Argued March 4–5, 1890 Decided April 14, 1890
- Full case name: In re David Neagle
- Citations: 135 U.S. 1 (more) 10 S. Ct. 658; 34 L. Ed. 55; 1890 U.S. LEXIS 2006

Case history
- Prior: Appeal from the Circuit Court of the United States for the Northern District of California

Holding
- Section 3 of Art. II of the U.S. Constitution requires that the Executive Branch "take care that the laws be faithfully executed." The court determined that the appointment of bodyguards to Supreme Court Justices ensured the faithful execution of the law of the United States. The court also relied on a statute granting marshals "the same powers, in executing the laws of the United States, as sheriffs and their deputies in such State may have, by law, in executing the laws thereof."

Court membership
- Chief Justice Melville Fuller Associate Justices Samuel F. Miller · Stephen J. Field Joseph P. Bradley · John M. Harlan Horace Gray · Samuel Blatchford Lucius Q. C. Lamar II · David J. Brewer

Case opinions
- Majority: Miller, joined by Bradley, Harlan, Gray, Blatchford, Brewer
- Dissent: Lamar, joined by Fuller
- Field took no part in the consideration or decision of the case.

Laws applied
- U.S. Const. Art. III, Sec. 788 of the Revised Statutes of the United States

= In re Neagle =

In re Neagle, 135 U.S. 1 (1890), is a United States Supreme Court decision holding that federal officers are immune from State prosecution when acting within the scope of their federal authority.

==Facts==

Suspecting a plot against US Supreme Court Justice Stephen J. Field's life, in 1889 U.S. Attorney General William Miller instructed US Marshal John Franks to appoint Deputy U.S. Marshal David Neagle (1847–1925) to serve as Justice Field's bodyguard while Field rode circuit in California.

On August 14, 1889, David S. Terry approached Field inside the Lathrop, California train station in California's San Joaquin Valley. Terry, a former California Supreme Court justice, had a long-standing grudge with Field, who had ruled against his wife in a lawsuit and subsequently sentenced both him and his wife to jail on contempt charges. As Terry walked towards the exit to the railroad station dining room, he struck Field from behind with such force that he knocked his glasses off. Terry was known to carry a large Bowie knife, so when he drew back his hand again, fearing Terry was about to kill Field, Neagle shot and killed him. Field and Neagle were arrested by the San Joaquin Sheriff Thomas Cunningham. Cunningham later released Field on his own recognizance, but took Neagle to jail.

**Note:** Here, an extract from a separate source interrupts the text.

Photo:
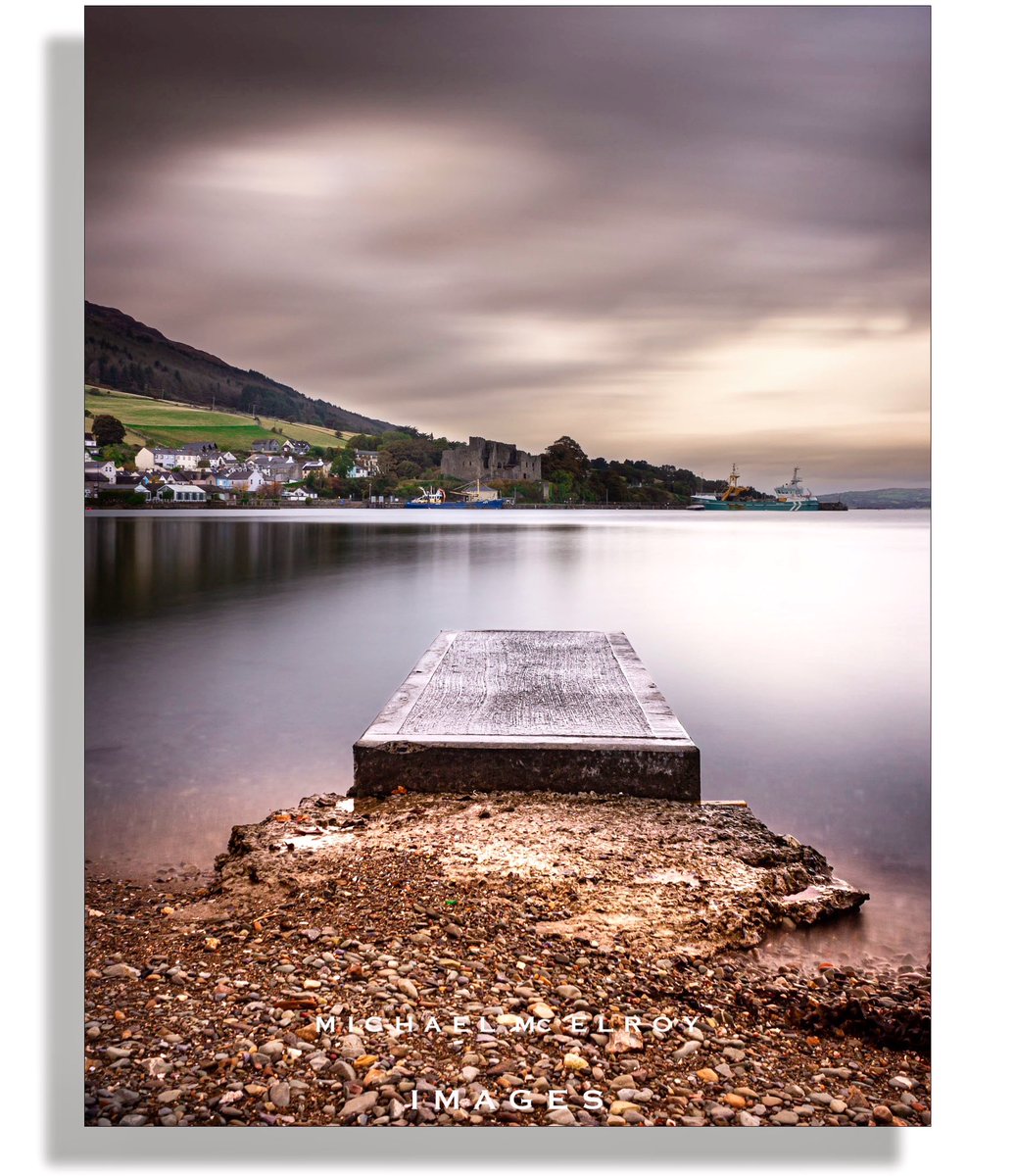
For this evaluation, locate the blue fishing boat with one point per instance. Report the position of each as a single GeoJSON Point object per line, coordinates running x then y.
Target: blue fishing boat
{"type": "Point", "coordinates": [476, 498]}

The United States Attorney in San Francisco filed a writ of habeas corpus for Neagle's release. The circuit court issued the writ after a hearing and ordered Neagle's release. Sheriff Cunningham, with the aid of the State of California, appealed to the United States Supreme Court.

==Holding==

The question for the court to decide, was the state obligated to obey the writ even though no national statute empowered the Attorney General to provide judges with bodyguards?

In a 6-2 decision (in which Justice Field abstained), the Supreme Court affirmed the lower court. The decision recognized that, as the source of all executive authority, the President could act in the absence of specific statutory authority since there were no laws that provided for protection of federal judges by the executive branch. Constitutionally, the decision determined that the executive branch exercised its own "necessary and proper" authority.